Datastores for Deep Learning
Datastores in MATLAB® are a convenient way of working with and representing collections of data that are too large to fit in memory at one time. Because deep learning often requires large amounts of data, datastores are an important part of the deep learning workflow in MATLAB.
Select Datastore
For many applications, the easiest approach is to start with a built-in datastore. For more information about the available built-in datastores, see Select Datastore for File Format or Application. However, only some types of built-in datastores can be used directly as input for network training, validation, and inference. These datastores are:
Datastore | Description | Additional Toolbox Required |
---|---|---|
ImageDatastore | Datastore for image data | none |
AugmentedImageDatastore | Datastore for resizing and augmenting training images Datastore is nondeterministic | none |
PixelLabelDatastore (Computer Vision Toolbox) | Datastore for pixel label data | Computer Vision Toolbox™ |
boxLabelDatastore (Computer Vision Toolbox) | Datastore for bounding box label data | Computer Vision Toolbox |
RandomPatchExtractionDatastore (Image Processing Toolbox) | Datastore for extracting random patches from image-based data Datastore is nondeterministic | Image Processing Toolbox™ |
blockedImageDatastore (Image Processing Toolbox) | Datastore for blockwise reading and processing of image data, including large images that do not fit in memory | Image Processing Toolbox |
blockedPointCloudDatastore (Lidar Toolbox) | Datastore for blockwise reading and processing of point cloud data, including large point clouds that do not fit in memory | Lidar Toolbox™ |
DenoisingImageDatastore (Image Processing Toolbox) | Datastore to train an image denoising deep neural network Datastore is nondeterministic | Image Processing Toolbox |
audioDatastore (Audio Toolbox) | Datastore for audio data | Audio Toolbox™ |
signalDatastore (Signal Processing Toolbox) | Datastore for signal data | Signal Processing Toolbox™ |
Other built-in datastores can be used as input for deep learning, but the data read from these datastores must be preprocessed into a format required by a deep learning network.

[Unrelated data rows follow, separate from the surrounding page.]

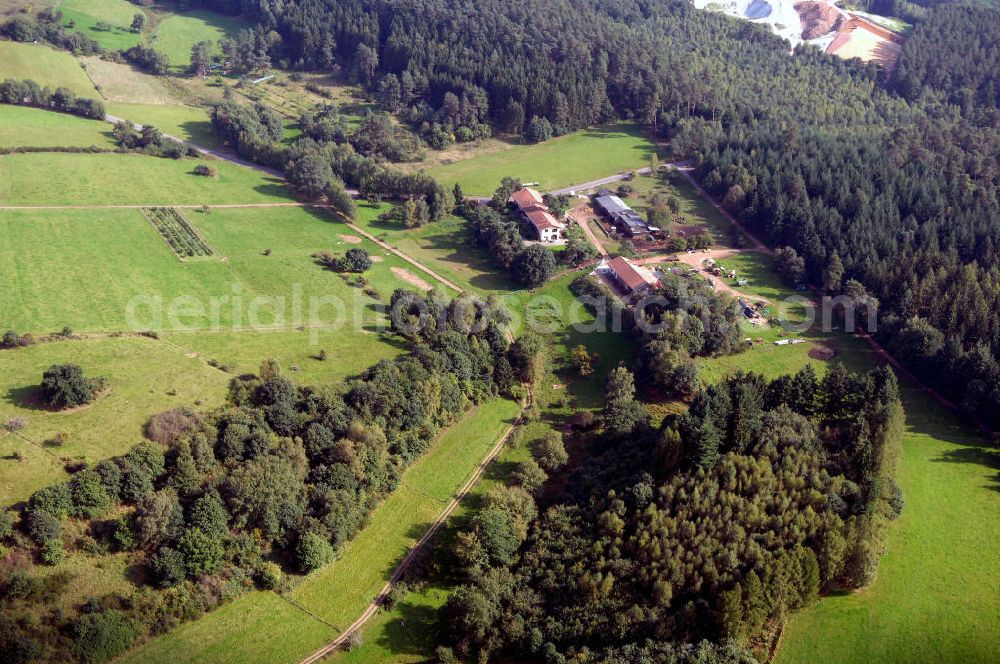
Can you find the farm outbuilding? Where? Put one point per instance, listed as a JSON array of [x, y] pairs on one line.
[[633, 279], [626, 220], [533, 208]]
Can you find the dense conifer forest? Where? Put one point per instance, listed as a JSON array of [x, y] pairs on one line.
[[762, 496], [887, 185]]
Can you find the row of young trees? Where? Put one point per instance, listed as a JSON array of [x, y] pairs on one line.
[[327, 159], [273, 483], [894, 188], [714, 526], [30, 93]]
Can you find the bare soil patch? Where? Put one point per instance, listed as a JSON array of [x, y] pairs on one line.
[[818, 19], [411, 278]]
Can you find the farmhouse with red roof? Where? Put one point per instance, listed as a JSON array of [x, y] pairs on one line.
[[532, 206]]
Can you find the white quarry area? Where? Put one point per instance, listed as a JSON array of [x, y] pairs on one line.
[[779, 14]]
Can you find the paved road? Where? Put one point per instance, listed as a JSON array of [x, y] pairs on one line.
[[149, 205], [594, 184]]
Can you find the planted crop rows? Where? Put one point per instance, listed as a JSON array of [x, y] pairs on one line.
[[178, 232]]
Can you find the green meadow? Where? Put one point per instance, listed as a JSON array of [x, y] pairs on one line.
[[408, 632], [145, 376], [188, 123], [83, 267], [175, 35], [46, 66], [445, 246], [85, 15], [579, 157], [261, 627], [114, 179], [936, 597], [21, 126]]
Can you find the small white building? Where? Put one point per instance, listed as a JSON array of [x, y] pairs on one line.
[[532, 206]]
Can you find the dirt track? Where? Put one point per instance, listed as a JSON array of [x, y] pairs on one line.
[[696, 261], [582, 214]]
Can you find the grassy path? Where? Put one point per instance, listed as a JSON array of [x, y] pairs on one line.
[[263, 627], [937, 597]]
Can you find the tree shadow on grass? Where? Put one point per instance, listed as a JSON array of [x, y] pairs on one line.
[[274, 187], [983, 455], [28, 397], [200, 132], [413, 633]]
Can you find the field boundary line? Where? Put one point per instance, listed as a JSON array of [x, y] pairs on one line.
[[183, 206], [411, 555], [334, 626]]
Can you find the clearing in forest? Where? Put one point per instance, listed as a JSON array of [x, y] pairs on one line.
[[108, 22], [576, 158], [175, 35]]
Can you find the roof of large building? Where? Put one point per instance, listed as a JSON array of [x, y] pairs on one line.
[[540, 219], [612, 204], [631, 276], [525, 198], [633, 221]]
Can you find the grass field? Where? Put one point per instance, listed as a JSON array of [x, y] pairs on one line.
[[21, 126], [86, 14], [937, 597], [146, 377], [114, 179], [121, 82], [408, 633], [46, 66], [188, 123], [693, 209], [259, 628], [445, 246], [348, 354], [175, 35], [92, 263], [579, 157]]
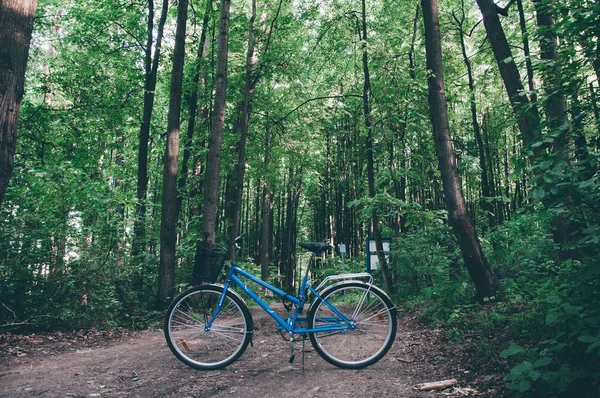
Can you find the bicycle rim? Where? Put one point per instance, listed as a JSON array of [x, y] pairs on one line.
[[222, 343], [369, 310]]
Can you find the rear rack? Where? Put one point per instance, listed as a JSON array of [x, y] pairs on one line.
[[368, 278]]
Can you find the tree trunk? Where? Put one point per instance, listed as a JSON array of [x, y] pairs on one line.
[[486, 284], [526, 52], [556, 103], [369, 147], [151, 70], [485, 183], [202, 267], [192, 104], [17, 18], [240, 167], [168, 226], [526, 113]]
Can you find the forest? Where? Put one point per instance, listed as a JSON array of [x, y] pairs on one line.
[[139, 138]]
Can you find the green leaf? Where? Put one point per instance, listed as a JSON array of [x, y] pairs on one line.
[[571, 309], [553, 300], [587, 339], [513, 349], [542, 362], [524, 385], [535, 374]]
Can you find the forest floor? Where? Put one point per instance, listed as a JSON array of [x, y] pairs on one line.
[[97, 363]]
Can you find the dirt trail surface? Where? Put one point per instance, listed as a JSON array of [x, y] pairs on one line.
[[141, 365]]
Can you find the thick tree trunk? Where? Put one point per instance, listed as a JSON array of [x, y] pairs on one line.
[[485, 183], [151, 70], [266, 212], [383, 265], [168, 225], [202, 268], [556, 103], [526, 113], [526, 52], [16, 26], [486, 284], [198, 82]]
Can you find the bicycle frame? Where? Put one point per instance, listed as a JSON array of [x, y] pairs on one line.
[[289, 325]]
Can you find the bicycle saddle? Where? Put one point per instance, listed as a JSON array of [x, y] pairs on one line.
[[315, 247]]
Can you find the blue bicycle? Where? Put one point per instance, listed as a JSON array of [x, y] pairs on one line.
[[351, 323]]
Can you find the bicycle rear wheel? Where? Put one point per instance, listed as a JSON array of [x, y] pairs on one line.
[[369, 309], [213, 348]]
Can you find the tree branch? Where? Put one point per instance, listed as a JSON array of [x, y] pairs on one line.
[[504, 11]]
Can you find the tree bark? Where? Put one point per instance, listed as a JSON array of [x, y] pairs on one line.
[[526, 113], [16, 26], [369, 148], [240, 167], [485, 183], [484, 279], [202, 267], [192, 104], [151, 70], [168, 225]]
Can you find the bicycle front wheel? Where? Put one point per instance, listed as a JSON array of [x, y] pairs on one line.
[[373, 319], [207, 348]]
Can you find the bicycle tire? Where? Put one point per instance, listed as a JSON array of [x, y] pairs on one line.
[[367, 307], [217, 347]]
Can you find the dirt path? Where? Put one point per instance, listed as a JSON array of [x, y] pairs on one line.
[[141, 365]]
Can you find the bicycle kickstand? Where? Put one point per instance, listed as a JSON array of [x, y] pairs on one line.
[[292, 353]]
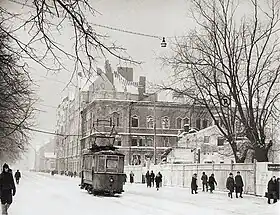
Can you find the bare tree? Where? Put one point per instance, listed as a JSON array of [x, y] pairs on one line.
[[16, 100], [46, 20], [231, 64]]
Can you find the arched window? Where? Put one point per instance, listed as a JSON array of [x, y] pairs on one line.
[[150, 122], [135, 121], [116, 119], [179, 123], [165, 122], [186, 121]]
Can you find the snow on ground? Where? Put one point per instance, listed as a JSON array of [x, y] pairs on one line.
[[44, 194]]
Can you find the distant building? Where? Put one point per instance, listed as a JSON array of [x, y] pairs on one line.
[[45, 158]]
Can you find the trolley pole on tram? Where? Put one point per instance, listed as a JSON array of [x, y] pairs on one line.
[[129, 132], [155, 133]]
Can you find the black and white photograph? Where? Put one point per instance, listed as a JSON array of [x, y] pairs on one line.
[[140, 107]]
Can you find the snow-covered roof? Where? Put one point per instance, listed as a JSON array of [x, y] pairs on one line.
[[49, 155], [122, 85]]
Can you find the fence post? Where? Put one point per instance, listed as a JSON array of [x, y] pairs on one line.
[[183, 175], [255, 177]]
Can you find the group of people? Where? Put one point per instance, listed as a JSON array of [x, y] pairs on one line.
[[209, 184], [151, 178], [7, 187]]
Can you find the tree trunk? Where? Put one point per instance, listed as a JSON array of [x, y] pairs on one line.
[[261, 154]]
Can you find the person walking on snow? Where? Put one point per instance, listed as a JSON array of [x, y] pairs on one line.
[[158, 180], [238, 185], [17, 176], [212, 182], [272, 190], [152, 178], [7, 189], [148, 179], [194, 184], [204, 180], [230, 185]]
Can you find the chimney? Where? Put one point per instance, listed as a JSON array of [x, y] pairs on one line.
[[142, 87], [186, 128], [126, 72], [108, 72]]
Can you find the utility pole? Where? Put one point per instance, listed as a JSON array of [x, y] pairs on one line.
[[129, 132], [155, 133]]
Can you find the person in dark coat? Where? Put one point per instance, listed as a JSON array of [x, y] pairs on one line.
[[194, 184], [272, 190], [131, 177], [212, 182], [158, 180], [148, 179], [230, 185], [204, 179], [152, 178], [17, 176], [7, 188], [160, 184], [238, 185]]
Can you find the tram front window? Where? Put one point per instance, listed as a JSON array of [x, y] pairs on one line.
[[112, 164]]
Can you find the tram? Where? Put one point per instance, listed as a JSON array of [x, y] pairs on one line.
[[103, 168]]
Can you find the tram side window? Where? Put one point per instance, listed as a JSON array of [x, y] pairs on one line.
[[101, 164], [112, 164]]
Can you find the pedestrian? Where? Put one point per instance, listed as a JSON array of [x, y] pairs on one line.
[[272, 190], [238, 185], [17, 176], [158, 180], [152, 178], [131, 177], [212, 182], [194, 184], [7, 188], [148, 179], [160, 184], [230, 185], [204, 179]]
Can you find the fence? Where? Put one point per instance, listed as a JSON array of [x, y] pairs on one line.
[[255, 175]]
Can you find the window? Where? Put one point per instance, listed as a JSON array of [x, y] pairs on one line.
[[205, 123], [186, 121], [134, 142], [198, 123], [165, 122], [101, 164], [220, 141], [149, 142], [116, 119], [112, 164], [179, 123], [150, 122], [165, 141], [136, 160], [134, 121], [206, 139]]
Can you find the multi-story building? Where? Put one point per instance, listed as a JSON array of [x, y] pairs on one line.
[[117, 98], [45, 157]]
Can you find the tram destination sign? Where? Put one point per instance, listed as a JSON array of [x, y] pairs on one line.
[[273, 167]]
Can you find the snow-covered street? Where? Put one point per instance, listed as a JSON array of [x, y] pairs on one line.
[[44, 194]]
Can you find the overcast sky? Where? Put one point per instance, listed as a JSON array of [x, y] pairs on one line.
[[154, 17]]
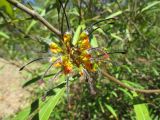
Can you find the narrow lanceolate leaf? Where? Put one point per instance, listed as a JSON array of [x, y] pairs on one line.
[[3, 34], [46, 110], [150, 5], [7, 7], [23, 115], [141, 111], [110, 108], [113, 15]]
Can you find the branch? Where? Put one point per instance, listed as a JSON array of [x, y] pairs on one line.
[[128, 87], [35, 15]]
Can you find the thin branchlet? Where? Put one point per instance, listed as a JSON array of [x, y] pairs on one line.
[[49, 67], [64, 14], [90, 28], [37, 59]]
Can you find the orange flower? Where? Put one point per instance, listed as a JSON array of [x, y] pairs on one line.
[[54, 48], [83, 42], [67, 37], [67, 65]]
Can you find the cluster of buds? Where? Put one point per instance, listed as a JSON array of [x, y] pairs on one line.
[[73, 56]]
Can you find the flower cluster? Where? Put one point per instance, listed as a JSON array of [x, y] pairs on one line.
[[73, 56]]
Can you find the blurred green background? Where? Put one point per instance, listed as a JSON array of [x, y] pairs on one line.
[[135, 29]]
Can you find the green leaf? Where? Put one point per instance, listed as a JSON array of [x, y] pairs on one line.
[[94, 42], [116, 37], [23, 115], [150, 5], [46, 110], [141, 111], [110, 108], [7, 7], [126, 93], [113, 15], [77, 33], [3, 34]]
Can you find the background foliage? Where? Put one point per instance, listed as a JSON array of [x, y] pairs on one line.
[[135, 29]]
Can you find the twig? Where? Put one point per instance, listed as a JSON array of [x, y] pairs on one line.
[[35, 15], [128, 87]]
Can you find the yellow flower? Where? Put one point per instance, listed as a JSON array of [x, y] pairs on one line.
[[67, 37], [54, 48], [67, 65], [83, 42]]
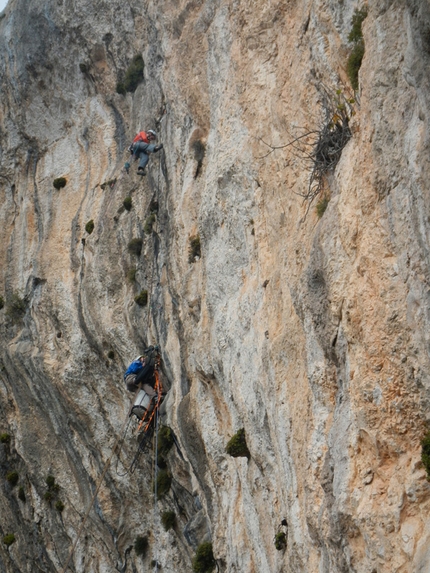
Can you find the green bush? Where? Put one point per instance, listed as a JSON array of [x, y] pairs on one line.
[[168, 520], [280, 541], [199, 150], [194, 248], [59, 182], [204, 560], [165, 441], [120, 88], [50, 481], [150, 220], [354, 64], [134, 74], [153, 206], [106, 184], [9, 539], [142, 298], [131, 275], [141, 545], [5, 438], [356, 38], [89, 227], [321, 206], [356, 33], [425, 453], [135, 246], [59, 506], [12, 478], [16, 307], [164, 481], [128, 203], [236, 446]]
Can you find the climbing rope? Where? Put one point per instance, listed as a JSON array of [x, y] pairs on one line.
[[155, 489], [106, 466]]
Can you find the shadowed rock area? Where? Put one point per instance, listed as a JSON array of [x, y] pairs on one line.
[[305, 324]]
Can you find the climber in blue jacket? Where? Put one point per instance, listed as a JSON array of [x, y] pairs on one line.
[[140, 375]]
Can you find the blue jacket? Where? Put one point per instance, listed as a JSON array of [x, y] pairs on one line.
[[134, 368]]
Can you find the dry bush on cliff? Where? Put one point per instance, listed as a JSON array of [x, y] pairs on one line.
[[321, 147]]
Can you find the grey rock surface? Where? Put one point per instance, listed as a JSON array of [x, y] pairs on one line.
[[311, 333]]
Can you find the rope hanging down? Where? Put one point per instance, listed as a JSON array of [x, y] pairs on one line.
[[106, 466]]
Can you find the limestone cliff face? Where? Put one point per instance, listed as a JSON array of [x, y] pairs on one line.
[[311, 334]]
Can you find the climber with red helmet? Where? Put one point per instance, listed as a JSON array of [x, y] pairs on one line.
[[140, 374], [142, 147]]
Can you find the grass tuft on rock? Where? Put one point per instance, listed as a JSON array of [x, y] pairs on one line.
[[59, 506], [12, 478], [425, 453], [194, 249], [280, 541], [355, 37], [15, 308], [199, 151], [165, 441], [9, 539], [236, 446], [168, 520], [135, 246], [204, 560], [128, 203], [321, 206], [141, 545], [149, 223], [142, 298], [5, 438], [59, 182], [131, 275]]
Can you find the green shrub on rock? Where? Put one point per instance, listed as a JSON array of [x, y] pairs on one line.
[[168, 520], [149, 223], [89, 227], [5, 438], [280, 541], [165, 440], [59, 182], [135, 246], [142, 298], [194, 248], [59, 506], [236, 446], [12, 478], [357, 53], [9, 539], [425, 453], [16, 308], [141, 545], [164, 481], [128, 203]]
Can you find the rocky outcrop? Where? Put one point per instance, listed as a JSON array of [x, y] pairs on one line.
[[309, 332]]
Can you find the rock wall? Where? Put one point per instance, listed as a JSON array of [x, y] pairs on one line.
[[310, 333]]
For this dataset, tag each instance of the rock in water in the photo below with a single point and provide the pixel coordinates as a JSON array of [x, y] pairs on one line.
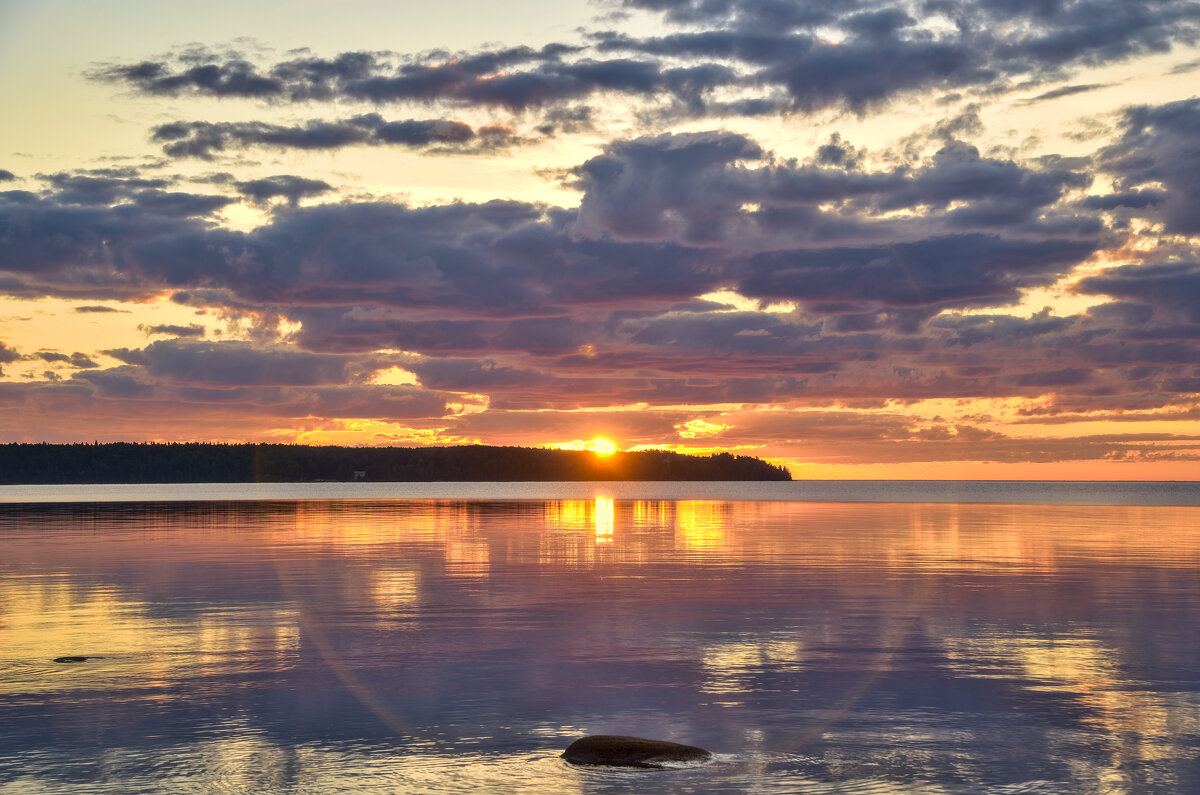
[[631, 752]]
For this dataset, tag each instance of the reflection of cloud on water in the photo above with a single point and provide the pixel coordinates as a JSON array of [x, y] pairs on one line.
[[1143, 724], [141, 644], [729, 664]]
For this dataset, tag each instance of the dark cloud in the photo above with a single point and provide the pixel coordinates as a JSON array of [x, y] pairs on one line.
[[286, 186], [7, 356], [233, 363], [1066, 90], [79, 360], [1173, 288], [1158, 150], [231, 78], [87, 189], [723, 58], [869, 269], [205, 139], [192, 329]]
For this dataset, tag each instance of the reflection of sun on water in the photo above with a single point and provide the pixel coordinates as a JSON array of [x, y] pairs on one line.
[[605, 519], [701, 524]]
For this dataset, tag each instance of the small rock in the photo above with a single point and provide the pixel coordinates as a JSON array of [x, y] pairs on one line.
[[631, 752]]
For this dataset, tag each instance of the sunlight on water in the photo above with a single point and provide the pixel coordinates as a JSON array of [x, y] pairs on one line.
[[441, 645]]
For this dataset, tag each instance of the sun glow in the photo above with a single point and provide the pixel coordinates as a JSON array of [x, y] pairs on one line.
[[601, 446]]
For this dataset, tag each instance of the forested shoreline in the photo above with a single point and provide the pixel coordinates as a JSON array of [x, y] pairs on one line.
[[27, 464]]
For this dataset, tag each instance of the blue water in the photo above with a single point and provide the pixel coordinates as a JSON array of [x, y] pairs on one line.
[[259, 641]]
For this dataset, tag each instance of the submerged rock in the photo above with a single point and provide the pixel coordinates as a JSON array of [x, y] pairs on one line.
[[631, 752]]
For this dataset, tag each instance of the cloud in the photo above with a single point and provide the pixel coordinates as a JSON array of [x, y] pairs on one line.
[[1158, 150], [79, 360], [205, 139], [192, 329], [715, 59], [1066, 90], [1171, 288], [286, 186]]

For more information on the required format of read data, see Input Datastore for Training, Validation, and Inference. For more information on how to preprocess data read from datastores, see Transform and Combine Datastores.
For some applications, there may not be a built-in datastore type that fits your data
well. For these problems, you can create a custom datastore. For more information, see
Develop Custom Datastore. All custom datastores are valid inputs to deep
learning interfaces as long as the read
function of the custom
datastore returns data in the required form.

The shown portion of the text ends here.